There are a plethora of 3D programs available today. Some, like OpenSCAD, are designed for the CAD market. Most aren’t. However, the explosion of 3D printing has generated new interest in CAD programs – especially within the hacker and maker community. For my part, I expect that I will continue to explore OpenSCAD and will attempt to find opportunities to make use of it. I must confess that I do find the programmatic nature of the 3D object creation process appealing.


Note #1: Workshop 88

Workshop 88 hackerspace in Glen Ellyn
Workshop 88 hackerspace in Glen Ellyn

Located in Glen Ellyn IL, Workshop 88 is a hackerspace – also referred to as a makerspace. On their web site, Workshop 88 is described as being focused on science, technology, mechanics, culture and the digital arts and offering a space where people with diverse backgrounds can socialize, collaborate and learn. For more, see the Workshop 88 web site. While my principle interest in investigating the group is to potentially teach a Processing class for them, my secondary interest is in learning more about 3D printing. Given that they have a 3D printer and I don’t, this provides an excellent opportunity to learn more about that aspect of digital creativity.

References

If you are interested in learning more about OpenSCAD and 3D model making, you may want to check out the following.
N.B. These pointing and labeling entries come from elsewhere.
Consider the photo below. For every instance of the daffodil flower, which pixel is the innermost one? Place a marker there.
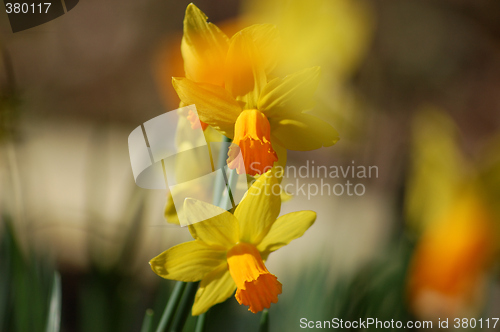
(228, 81)
(229, 251)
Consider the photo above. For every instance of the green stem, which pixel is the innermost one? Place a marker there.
(264, 321)
(173, 301)
(147, 322)
(219, 183)
(184, 307)
(200, 323)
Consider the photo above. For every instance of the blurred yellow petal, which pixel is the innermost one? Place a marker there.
(248, 60)
(189, 261)
(294, 93)
(452, 257)
(214, 104)
(259, 208)
(216, 287)
(204, 47)
(437, 167)
(287, 228)
(304, 132)
(211, 224)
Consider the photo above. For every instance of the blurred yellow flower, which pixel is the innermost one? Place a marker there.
(448, 207)
(229, 251)
(451, 260)
(228, 82)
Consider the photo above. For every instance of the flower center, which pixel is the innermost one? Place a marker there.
(252, 134)
(195, 121)
(257, 287)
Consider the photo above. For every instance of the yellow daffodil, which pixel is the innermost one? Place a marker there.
(229, 82)
(448, 207)
(451, 260)
(229, 251)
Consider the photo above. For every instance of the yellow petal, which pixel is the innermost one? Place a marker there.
(304, 132)
(259, 208)
(287, 228)
(211, 224)
(248, 60)
(216, 287)
(204, 47)
(214, 104)
(294, 93)
(189, 261)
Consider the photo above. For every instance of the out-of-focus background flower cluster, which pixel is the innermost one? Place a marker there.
(413, 88)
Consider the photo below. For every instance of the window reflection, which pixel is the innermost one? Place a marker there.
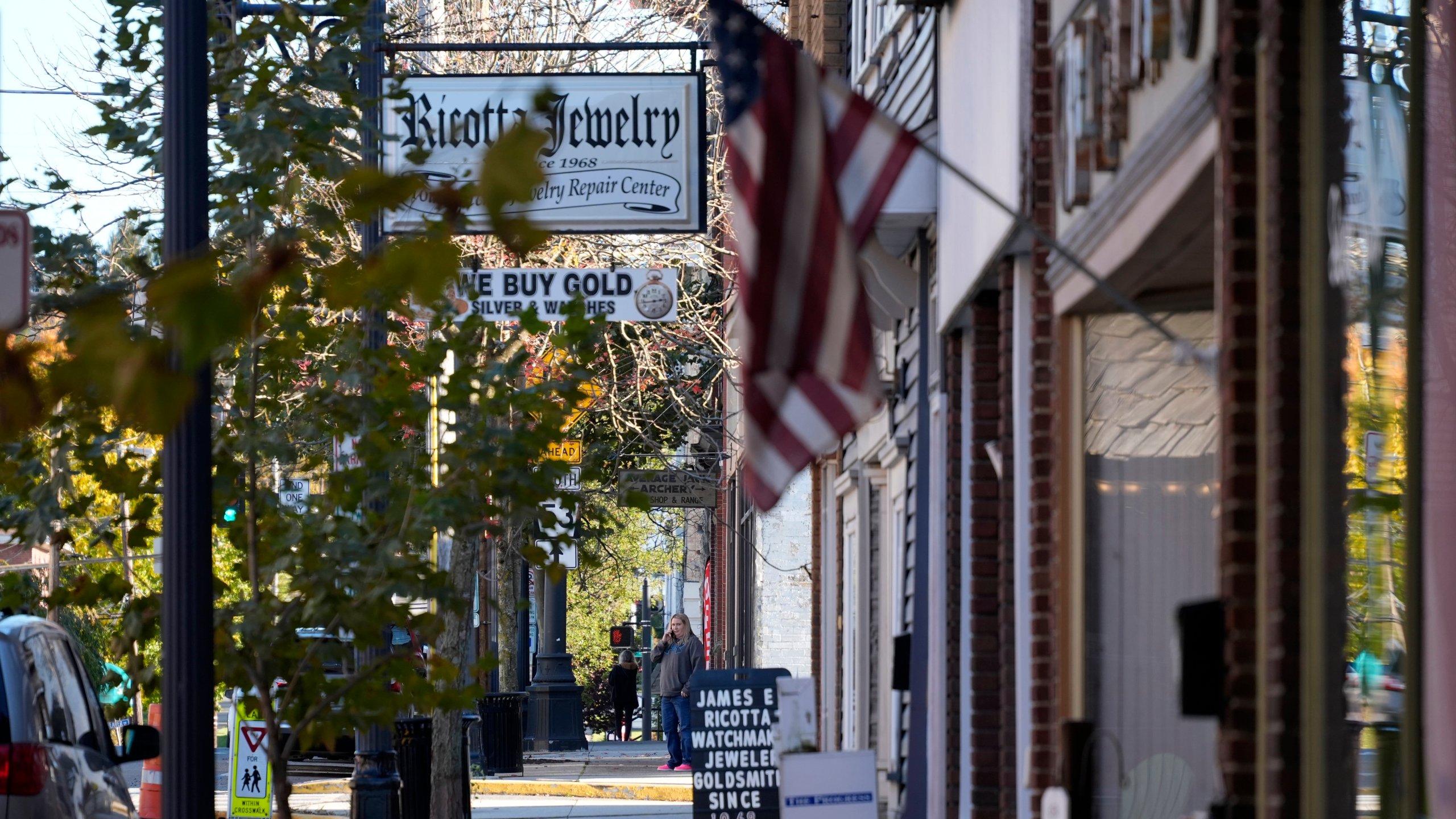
(1369, 267)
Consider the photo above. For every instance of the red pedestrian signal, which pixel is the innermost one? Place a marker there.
(622, 637)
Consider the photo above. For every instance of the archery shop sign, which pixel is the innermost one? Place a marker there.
(736, 770)
(623, 152)
(670, 489)
(621, 295)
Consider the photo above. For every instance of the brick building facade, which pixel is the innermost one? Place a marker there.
(1161, 416)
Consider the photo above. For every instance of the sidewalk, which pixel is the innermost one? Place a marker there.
(503, 806)
(610, 779)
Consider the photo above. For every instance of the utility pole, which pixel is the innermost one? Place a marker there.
(187, 458)
(555, 698)
(375, 786)
(646, 620)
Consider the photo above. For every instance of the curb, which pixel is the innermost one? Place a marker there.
(539, 787)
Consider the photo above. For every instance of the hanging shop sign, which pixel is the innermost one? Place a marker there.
(623, 152)
(736, 770)
(670, 489)
(634, 295)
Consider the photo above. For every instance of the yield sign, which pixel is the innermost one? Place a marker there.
(254, 737)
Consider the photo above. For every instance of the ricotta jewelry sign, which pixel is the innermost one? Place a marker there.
(623, 152)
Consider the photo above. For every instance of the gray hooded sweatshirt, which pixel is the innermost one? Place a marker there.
(677, 662)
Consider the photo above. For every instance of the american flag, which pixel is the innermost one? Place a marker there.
(810, 167)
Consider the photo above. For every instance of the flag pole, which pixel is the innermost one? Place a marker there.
(1186, 350)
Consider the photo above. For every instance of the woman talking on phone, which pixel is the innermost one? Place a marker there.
(677, 655)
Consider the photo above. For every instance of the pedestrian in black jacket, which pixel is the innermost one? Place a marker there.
(679, 655)
(622, 682)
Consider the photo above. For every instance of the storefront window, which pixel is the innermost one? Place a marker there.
(1152, 518)
(1369, 266)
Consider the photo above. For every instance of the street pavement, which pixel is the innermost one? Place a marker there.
(609, 779)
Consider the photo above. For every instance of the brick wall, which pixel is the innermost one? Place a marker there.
(1039, 203)
(823, 28)
(1236, 234)
(1280, 390)
(985, 595)
(1259, 234)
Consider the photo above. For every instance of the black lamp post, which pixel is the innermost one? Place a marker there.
(187, 458)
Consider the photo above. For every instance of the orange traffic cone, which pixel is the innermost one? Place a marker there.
(150, 806)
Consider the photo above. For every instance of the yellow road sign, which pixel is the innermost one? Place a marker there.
(568, 451)
(250, 777)
(593, 391)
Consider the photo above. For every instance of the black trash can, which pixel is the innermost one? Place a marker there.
(503, 725)
(412, 752)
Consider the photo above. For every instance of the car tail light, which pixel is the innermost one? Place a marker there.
(22, 768)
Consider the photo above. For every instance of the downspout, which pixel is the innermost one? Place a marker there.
(918, 766)
(1021, 377)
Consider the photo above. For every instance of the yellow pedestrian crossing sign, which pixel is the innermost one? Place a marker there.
(250, 777)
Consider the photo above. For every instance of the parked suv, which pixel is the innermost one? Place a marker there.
(56, 754)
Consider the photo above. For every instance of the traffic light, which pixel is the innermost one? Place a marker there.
(622, 637)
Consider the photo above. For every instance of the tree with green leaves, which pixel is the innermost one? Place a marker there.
(279, 307)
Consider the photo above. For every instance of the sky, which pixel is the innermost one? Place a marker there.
(41, 40)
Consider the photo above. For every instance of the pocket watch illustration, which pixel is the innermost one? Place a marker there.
(654, 299)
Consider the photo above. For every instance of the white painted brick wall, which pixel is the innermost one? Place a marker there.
(784, 599)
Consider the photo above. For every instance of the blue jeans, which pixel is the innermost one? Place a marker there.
(675, 719)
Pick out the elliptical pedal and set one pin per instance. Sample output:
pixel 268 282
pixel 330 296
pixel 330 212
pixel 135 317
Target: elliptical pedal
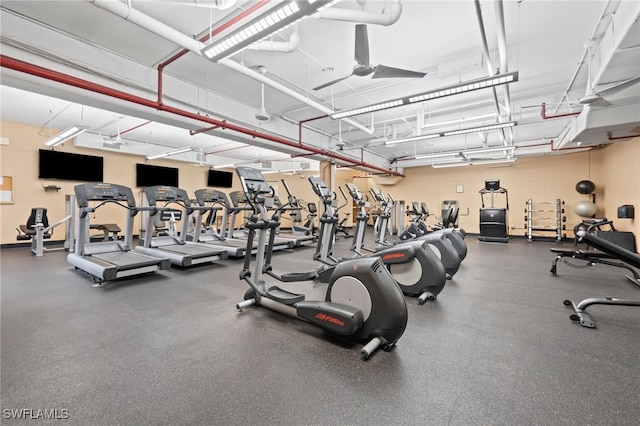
pixel 284 296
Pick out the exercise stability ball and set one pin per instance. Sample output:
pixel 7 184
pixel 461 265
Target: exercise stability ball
pixel 585 187
pixel 585 209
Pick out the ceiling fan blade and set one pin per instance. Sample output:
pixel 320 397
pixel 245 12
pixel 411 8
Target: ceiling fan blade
pixel 322 86
pixel 601 102
pixel 362 45
pixel 383 71
pixel 611 90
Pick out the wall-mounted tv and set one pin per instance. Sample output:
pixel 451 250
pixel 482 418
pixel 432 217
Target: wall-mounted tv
pixel 492 184
pixel 147 175
pixel 68 166
pixel 220 179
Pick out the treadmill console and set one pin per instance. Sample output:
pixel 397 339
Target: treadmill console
pixel 377 195
pixel 319 187
pixel 213 196
pixel 166 194
pixel 87 192
pixel 355 193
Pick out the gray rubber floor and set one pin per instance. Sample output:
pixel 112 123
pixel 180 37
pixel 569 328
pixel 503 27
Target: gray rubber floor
pixel 496 348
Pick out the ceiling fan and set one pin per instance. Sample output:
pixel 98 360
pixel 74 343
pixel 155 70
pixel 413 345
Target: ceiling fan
pixel 594 98
pixel 363 68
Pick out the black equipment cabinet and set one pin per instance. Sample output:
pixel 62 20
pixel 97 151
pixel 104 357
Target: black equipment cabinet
pixel 494 223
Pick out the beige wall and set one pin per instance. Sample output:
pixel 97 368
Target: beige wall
pixel 20 161
pixel 614 169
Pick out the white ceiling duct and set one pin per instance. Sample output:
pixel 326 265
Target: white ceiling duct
pixel 214 4
pixel 165 31
pixel 389 15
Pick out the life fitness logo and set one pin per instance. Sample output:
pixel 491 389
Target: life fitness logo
pixel 390 256
pixel 329 318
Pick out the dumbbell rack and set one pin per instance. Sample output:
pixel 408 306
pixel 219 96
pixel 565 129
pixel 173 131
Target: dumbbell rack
pixel 536 223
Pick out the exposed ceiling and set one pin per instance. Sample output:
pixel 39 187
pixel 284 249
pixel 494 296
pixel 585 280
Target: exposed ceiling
pixel 69 62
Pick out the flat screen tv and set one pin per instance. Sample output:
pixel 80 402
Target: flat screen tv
pixel 68 166
pixel 492 184
pixel 147 175
pixel 220 179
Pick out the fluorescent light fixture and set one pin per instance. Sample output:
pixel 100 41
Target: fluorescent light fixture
pixel 480 128
pixel 412 139
pixel 443 165
pixel 470 86
pixel 170 153
pixel 489 150
pixel 65 135
pixel 268 172
pixel 474 162
pixel 223 166
pixel 466 153
pixel 494 161
pixel 453 132
pixel 278 17
pixel 438 155
pixel 481 117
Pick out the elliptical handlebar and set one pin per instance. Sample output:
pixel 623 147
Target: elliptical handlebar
pixel 346 200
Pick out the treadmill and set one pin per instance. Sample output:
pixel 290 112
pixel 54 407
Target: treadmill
pixel 179 251
pixel 301 235
pixel 240 204
pixel 109 260
pixel 214 201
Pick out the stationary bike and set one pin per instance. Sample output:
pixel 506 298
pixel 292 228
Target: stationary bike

On the subject of models, I’ll leave you with a quote from John von Neumann: The sciences do not try to explain, they hardly even try to interpret, they mainly make models. By a model is meant a mathematical construct which, with the addition of certain verbal interpretations, describes observed phenomena. The justification of such a mathematical construct is solely and precisely that it is expected to work.

I’ll close by recommending that if you are interested in creating 3D models then give OpenSCAD a try – it’s free so you’ve got nothing to lose.